Found problems: 8
2013 MTRP Senior, 8
Suppose 51 numbers are chosen from 1, 2, 3, ..., 99, 100. Show that there are two such that one divides the other.
2013 MTRP Senior, 6
Let N = {1, 2, . . . , n} be a set of elements called voters. Let C = {S : S $\subseteq$ N} be the power set of N. Members of C are called coalitions. Let f be a function from C to {0, 1}. A coalition S $\subseteq$ N is said to be winning if f(S) = 1; it is said to be losing if f(S) = 0. Such a function is called a voting game if the following conditions hold:
(a) N is a wining coalition.
(b) The empty set $\Phi$ is a losing coalition.
(c) If S is a winning coalition and S $\subseteq$ S' is also winning.
(d) If both S and S' are winning then S $\cap$ S' $\neq$ $\Phi$, i.e S and S' have a
common voter.
Show that the maximum number of winning coalitions of a voting game
is $2^{n-1}$. Also find such a voting game.
2013 MTRP Senior, 4
Let n be an integer such that if d | n then d + 1 | n + 1. Show that n is a prime number.
2013 MTRP Senior, 5
A function f : $R$ $\rightarrow$ $R$ satisfies the property $f(x^2) - f^2(x) \geq 1/4$ for all x.

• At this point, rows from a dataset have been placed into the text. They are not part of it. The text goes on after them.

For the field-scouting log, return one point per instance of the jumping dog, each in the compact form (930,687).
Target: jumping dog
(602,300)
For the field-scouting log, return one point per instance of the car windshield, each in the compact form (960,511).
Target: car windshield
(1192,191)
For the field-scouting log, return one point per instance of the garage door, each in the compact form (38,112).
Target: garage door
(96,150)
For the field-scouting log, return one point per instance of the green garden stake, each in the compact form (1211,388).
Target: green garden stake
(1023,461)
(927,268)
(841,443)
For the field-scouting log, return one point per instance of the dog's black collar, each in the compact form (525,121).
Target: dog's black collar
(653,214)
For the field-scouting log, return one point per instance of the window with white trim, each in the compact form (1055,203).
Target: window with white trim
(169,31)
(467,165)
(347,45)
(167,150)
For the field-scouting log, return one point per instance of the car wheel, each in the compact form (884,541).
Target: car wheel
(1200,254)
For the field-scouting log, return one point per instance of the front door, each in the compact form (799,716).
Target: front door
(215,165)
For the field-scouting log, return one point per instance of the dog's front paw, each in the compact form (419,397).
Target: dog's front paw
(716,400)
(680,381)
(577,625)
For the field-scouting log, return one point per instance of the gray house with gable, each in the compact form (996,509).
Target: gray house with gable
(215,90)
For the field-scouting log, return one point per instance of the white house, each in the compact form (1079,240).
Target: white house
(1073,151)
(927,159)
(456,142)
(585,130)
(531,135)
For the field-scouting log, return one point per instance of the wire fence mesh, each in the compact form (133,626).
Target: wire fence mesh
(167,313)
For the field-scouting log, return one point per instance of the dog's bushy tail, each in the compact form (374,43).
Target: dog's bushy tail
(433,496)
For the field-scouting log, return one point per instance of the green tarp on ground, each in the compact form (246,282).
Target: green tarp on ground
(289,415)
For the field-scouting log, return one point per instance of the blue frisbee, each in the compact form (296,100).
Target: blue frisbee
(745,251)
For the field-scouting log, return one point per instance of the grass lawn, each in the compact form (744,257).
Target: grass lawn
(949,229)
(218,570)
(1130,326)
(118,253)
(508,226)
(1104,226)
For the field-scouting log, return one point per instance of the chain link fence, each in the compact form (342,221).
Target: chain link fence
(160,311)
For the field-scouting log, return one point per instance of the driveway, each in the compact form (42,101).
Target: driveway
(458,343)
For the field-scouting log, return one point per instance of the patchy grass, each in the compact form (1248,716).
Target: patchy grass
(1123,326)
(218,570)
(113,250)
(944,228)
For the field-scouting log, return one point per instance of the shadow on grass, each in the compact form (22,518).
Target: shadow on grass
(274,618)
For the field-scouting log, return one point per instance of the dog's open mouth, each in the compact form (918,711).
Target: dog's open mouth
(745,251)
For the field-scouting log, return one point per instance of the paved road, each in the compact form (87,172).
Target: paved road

Verify if the function is one-one.
2013 MTRP Senior, 7
Write 11 numbers on a sheet of paper six zeros and five ones. Perform the following operation 10 times: cross out any two numbers, and if they were equal, write another zero on the board. If they were not equal, write a one. Show that no matter which numbers are chosen at each step, the nal number on the board will be a one.
2013 MTRP Senior, 3
Figure 1 shows a road-map connecting 14 cities. Is there a path passing through each city exactly once?
2013 MTRP Senior, 1
Find how many committees with a chairman can be chosen from a set of n persons. Hence or otherwise prove that
$${n \choose 1} + 2{n \choose 2} + 3{n \choose 3} + ...... + n{n \choose n} = n2^{n-1}$$
2013 MTRP Senior, 2
There are 1000 doors $D_1, D_2, . . . , D_{1000}$ and 1000 persons $P_1, P_2, . . . , P_{1000}$.
Initially all the doors were closed. Person $P_1$ goes and opens all the doors.
Then person $P_2$ closes door $D_2, D_4, . . . , D_{1000}$ and leaves the odd numbered doors open. Next $P_3$ changes the state of every third door, that
is, $D_3, D_6, . . . , D_{999}$ . (For instance, $P_3$ closes the open door $D_3$ and opens
the closed door D6, and so on). Similarly, $P_m$ changes the state of the
the doors $D_m, D_{2m}, D_{3m}, . . . , D_{nm}, . . .$ while leaving the other doors untouched. Finally, $P_{1000}$ opens $D_{1000}$ if it was closed or closes it if it were
open. At the end, how many doors will remain open?